Elasticsearch 2.0.0 has introduced one of the most anticipated feature requests in its arsenal, pipeline aggregations. This is an important addition to query dsl. It enables a user to operate on the results of other aggregations. Prior to this, it had to be done separately from the user side. This blog series covers, in detail, the types of pipeline aggregations along with examples.

Pipeline Aggregations

As mentioned above, the significance of pipeline aggregations is enormous as it allows a user to operate on the output produced by other aggregations, excluding the need for operations on the document sets, and then adding the results to the output tree. There are many types of pipeline aggregations, the list can be found here, but they can be generally classified in two categories.

Parent

This class of pipeline aggregations are provided with the output of its parent aggregation. This will generate the values of the pipeline aggregation in the same bucket as that of the parent aggregation.
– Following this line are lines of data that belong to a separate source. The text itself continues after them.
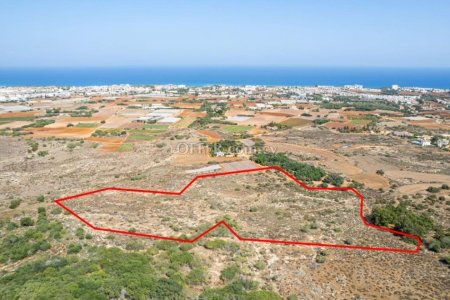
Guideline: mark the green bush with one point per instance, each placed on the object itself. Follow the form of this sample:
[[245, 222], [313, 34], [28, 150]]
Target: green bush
[[229, 273], [26, 221], [334, 179], [432, 189], [215, 244], [74, 248], [403, 219], [15, 203], [301, 171], [196, 277]]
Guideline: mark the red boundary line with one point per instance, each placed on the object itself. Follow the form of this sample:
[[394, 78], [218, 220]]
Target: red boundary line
[[226, 225]]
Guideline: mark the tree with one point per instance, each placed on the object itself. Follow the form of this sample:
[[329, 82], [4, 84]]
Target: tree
[[26, 221]]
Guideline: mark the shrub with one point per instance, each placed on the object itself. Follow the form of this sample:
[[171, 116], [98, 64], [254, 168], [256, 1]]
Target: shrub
[[215, 244], [402, 218], [260, 265], [432, 189], [434, 245], [15, 203], [380, 172], [334, 179], [74, 248], [196, 277], [26, 221], [301, 171], [229, 273], [43, 153]]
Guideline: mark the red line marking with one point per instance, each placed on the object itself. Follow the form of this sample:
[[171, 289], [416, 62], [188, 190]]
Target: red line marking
[[226, 225]]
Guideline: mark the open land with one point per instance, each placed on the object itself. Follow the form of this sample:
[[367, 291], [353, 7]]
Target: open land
[[63, 147]]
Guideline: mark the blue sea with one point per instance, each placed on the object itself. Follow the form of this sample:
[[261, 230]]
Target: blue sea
[[198, 76]]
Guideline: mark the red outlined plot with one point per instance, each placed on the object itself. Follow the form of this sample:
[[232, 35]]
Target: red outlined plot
[[227, 226]]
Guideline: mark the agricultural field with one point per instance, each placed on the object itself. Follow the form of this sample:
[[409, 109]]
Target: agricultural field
[[237, 128], [405, 187]]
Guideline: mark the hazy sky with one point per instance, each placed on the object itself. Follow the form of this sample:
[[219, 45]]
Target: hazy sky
[[44, 33]]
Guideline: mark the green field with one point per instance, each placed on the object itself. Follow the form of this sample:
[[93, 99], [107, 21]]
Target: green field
[[294, 122], [125, 147], [362, 120], [12, 119], [156, 126], [141, 137], [237, 128], [86, 125]]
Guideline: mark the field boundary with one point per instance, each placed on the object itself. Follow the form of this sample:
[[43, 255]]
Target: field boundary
[[226, 225]]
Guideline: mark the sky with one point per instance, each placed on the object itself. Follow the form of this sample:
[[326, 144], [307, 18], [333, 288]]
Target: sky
[[331, 33]]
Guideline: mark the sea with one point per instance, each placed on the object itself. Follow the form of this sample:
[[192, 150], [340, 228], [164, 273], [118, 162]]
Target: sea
[[200, 76]]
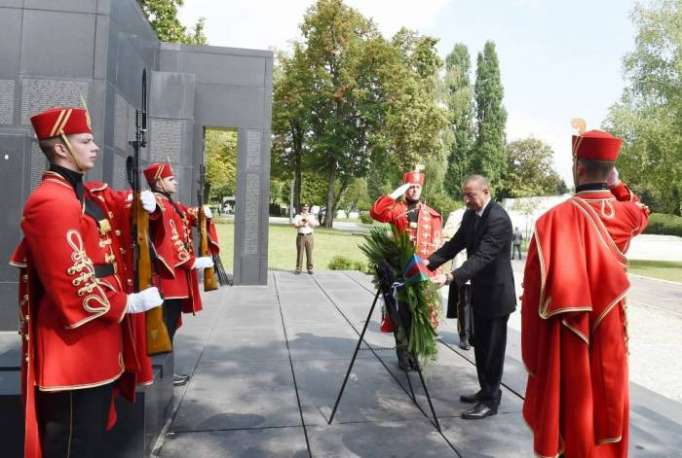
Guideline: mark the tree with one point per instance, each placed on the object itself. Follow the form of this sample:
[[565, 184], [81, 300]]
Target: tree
[[221, 163], [163, 17], [649, 115], [291, 119], [460, 129], [529, 170], [343, 52], [414, 119], [489, 156]]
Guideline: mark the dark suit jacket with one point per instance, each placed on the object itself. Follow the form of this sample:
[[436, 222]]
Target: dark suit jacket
[[488, 266]]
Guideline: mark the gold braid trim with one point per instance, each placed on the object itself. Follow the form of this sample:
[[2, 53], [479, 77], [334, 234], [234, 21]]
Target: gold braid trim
[[94, 299]]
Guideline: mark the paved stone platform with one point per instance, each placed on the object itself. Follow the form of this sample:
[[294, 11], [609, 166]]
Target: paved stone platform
[[268, 362]]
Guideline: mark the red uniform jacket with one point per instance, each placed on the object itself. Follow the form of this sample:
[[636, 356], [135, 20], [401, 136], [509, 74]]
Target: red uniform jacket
[[66, 312], [426, 235], [171, 235], [116, 205], [574, 329]]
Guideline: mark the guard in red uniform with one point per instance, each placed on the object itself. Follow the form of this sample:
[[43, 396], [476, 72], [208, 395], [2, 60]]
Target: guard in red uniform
[[424, 227], [574, 327], [73, 299], [171, 235]]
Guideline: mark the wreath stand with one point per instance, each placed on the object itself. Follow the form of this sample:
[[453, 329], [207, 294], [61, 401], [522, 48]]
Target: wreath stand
[[407, 375]]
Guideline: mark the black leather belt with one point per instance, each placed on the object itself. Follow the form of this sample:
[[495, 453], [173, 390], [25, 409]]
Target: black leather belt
[[104, 270]]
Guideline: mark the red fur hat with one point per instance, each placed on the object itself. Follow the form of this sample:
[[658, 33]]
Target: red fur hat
[[61, 121], [158, 170], [596, 145], [414, 177]]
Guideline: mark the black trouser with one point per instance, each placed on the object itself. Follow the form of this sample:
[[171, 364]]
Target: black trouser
[[490, 343], [459, 306], [401, 317], [72, 423], [171, 314]]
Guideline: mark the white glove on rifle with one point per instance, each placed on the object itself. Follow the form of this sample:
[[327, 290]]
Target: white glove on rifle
[[395, 195], [204, 262], [148, 201], [145, 300], [613, 178]]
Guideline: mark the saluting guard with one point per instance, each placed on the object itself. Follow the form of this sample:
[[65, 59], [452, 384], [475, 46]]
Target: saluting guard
[[574, 325], [404, 210]]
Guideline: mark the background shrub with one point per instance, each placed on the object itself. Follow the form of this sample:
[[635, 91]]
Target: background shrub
[[365, 218]]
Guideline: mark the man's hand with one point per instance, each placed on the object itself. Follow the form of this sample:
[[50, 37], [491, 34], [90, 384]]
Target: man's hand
[[440, 280], [203, 262], [400, 190], [146, 299], [613, 179], [148, 201]]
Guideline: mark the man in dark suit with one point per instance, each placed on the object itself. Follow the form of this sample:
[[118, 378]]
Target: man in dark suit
[[486, 234]]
These generated values may be new values or new buckets depending on the type of parent pipeline aggregations used.

Sibling

This class of pipeline aggregations are provided with the outputs of a sibling aggregation. The results will be buckets or values in the same level of the sibling aggregation.

Data Set

You can download the data here. Take simple weather data of two cities, say New York and California, in to account for the purpose demonstration of pipeline aggregations. Here is the mapping for the sample data to be indexed:

curl -X PUT "localhost:9200/weather-data" -d '{
  "mappings": {
    "state": {
      "properties": {
        "city":{
          "type": "string",
          "index": "not_analyzed"
        },
        "date": {
          "type":   "date",
          "format": "dd-MM-yyyy"
        },
        "temp":{
          "type": "integer"
        }
      }
    }
  }
}'

Create some sample data for the above index. The sample data is in the following format.

curl -X PUT "localhost:9200/weather-data/city/1" -d '{
  "city": "NY",
  "date": "01-01-2015",
  "temp": 38
}'
curl -X PUT "localhost:9200/weather-data/city/2" -d' {
  "city": "CL",
  "date": "01-01-2015",
  "temp": 56
}'

As you can see in the above data, the temperatures of the cities New York and California are indexed on a monthly basis for the year 2015.

In this introductory blog to the pipeline aggregations, we will familiarize with the following pipeline aggregations with the above data.

  1. Avg Bucket Aggregations
  2. Max Bucket Aggregations
  3. Min Bucket Aggregations

Average Bucket Aggregation:

Average bucket aggregation belongs to the sibling class of pipeline aggregations. This aggregation calculates the average value of a specified metric in a sibling aggregation. The condition here is that the metric which is specified should be numeric and the sibling should be a multi-bucket aggregation. This is because mean or average can be taken only on numeric values and in order to take mean there should be more than one bucket too.

So suppose from the above data, we need to calculate the average temperature per month of both cities. How are we going to do that?

First, prepare a date_histogram aggregation. Name it "temp" with interval month. This would return us the documents per month in the database, in this case 2.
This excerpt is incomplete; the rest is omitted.